Salt Dough / Homemade Play Dough
I'm finally getting around to posting this recipe - this is the BEST STUFF ON EARTH and it hardly costs anything! I love that my mom reminds me of these simple, fun things.
For a fun night with the kids, or even better - for some time by yourself, mix up a batch of this and let the kids go nuts while you go relax with a box of chocolates in the pantry closet. They'll never know you're gone!

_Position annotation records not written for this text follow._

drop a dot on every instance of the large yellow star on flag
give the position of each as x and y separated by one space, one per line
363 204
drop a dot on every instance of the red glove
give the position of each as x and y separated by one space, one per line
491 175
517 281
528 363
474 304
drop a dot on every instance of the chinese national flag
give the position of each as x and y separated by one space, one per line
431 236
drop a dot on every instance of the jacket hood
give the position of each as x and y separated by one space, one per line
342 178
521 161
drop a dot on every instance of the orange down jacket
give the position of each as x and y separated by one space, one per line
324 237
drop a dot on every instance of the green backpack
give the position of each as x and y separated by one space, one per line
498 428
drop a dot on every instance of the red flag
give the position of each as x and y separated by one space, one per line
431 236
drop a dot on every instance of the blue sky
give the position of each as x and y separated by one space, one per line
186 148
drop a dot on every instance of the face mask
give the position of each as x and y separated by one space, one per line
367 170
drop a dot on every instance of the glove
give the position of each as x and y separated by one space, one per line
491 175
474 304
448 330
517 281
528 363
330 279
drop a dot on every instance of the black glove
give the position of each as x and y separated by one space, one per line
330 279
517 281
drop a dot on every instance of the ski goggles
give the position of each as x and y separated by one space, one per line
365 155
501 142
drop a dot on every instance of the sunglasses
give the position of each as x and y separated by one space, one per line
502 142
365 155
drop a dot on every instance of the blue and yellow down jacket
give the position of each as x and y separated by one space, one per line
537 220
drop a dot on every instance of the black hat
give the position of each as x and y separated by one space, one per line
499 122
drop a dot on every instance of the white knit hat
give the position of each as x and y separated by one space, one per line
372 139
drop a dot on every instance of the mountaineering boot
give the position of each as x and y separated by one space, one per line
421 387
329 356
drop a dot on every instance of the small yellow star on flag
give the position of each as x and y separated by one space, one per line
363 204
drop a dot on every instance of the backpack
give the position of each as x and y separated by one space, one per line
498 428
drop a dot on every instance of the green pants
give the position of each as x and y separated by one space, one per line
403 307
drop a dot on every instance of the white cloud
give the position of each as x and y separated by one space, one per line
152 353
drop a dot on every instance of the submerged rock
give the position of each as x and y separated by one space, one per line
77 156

Oh, and I have to add that when I was little, my mom had us make fun Christmas ornaments like this with these very same cookie cutters and I can't tell you how much fun it was year after year getting out our homemade ornaments that we made and painted. I think mom still has all of them from so long ago in a box somewhere. Now my kids have their own set and it was SUCH an inexpensive, fun, memory-making project.
What You'll Need:
2 c. Flour
1 c. Salt
1 T. Oil (vegetable oil or olive oil is fine)
Warm water - about 1 c.
Food coloring (optional)
Cookie cutters with patterns in the middle
Acrylic or children's water color paints
(acrylic doesn't wash out of clothes like the watercolor paints will)
Glitter paint (optional) - makes Christmas ornaments sparkly
Combine the flour and salt; add oil and combine
Add water a little at a time. Start by using about 3/4 c. of the water, mix the dough with your hands, and add more water as you need it a little at a time. Dough should be moist but not sticky - just like the store-bought Play Doh.
If you want to paint your creations, keep the dough white. If you don't care and just want the kids to play with it, separate the dough into parts and use food coloring and make dough of different colors. Now let 'em play for hours. Store the dough in zipper baggies in the fridge so it will last longer.
TO MAKE ORNAMENTS:
Roll out the dough, cut out your creations, and poke a hole with a toothpick where you want your string to hang from - and give yourself plenty of room for the string/ribbon. Keep in mind that the thicker your cut-out is, the longer it has to bake. Try to keep your cut-outs somewhat thin and uniform in thickness.
Place the ornaments on a cookie sheet (ungreased, of course) and bake them between 200 degrees and 250 degrees for about an hour. Ours were baked at 250 degrees and they were fine, but your oven might be different. Your oven is too hot if your ornaments get bubbles in them. Turn the ornaments over and let the other side bake for a while - maybe 30 minutes to an hour, depending on how hardened they are.
To check for doneness, tap on the ornaments and if they sound crisp, dry, and light, then they're done. If you tap on them and they feel dense and heavy, then they need a little bit longer. Just keep checking them.
When done, let the ornaments cool for a minute, and they're ready to paint. After the paint has dried, spray varnish them and the colors will become more vibrant and the ornaments will last a very long time.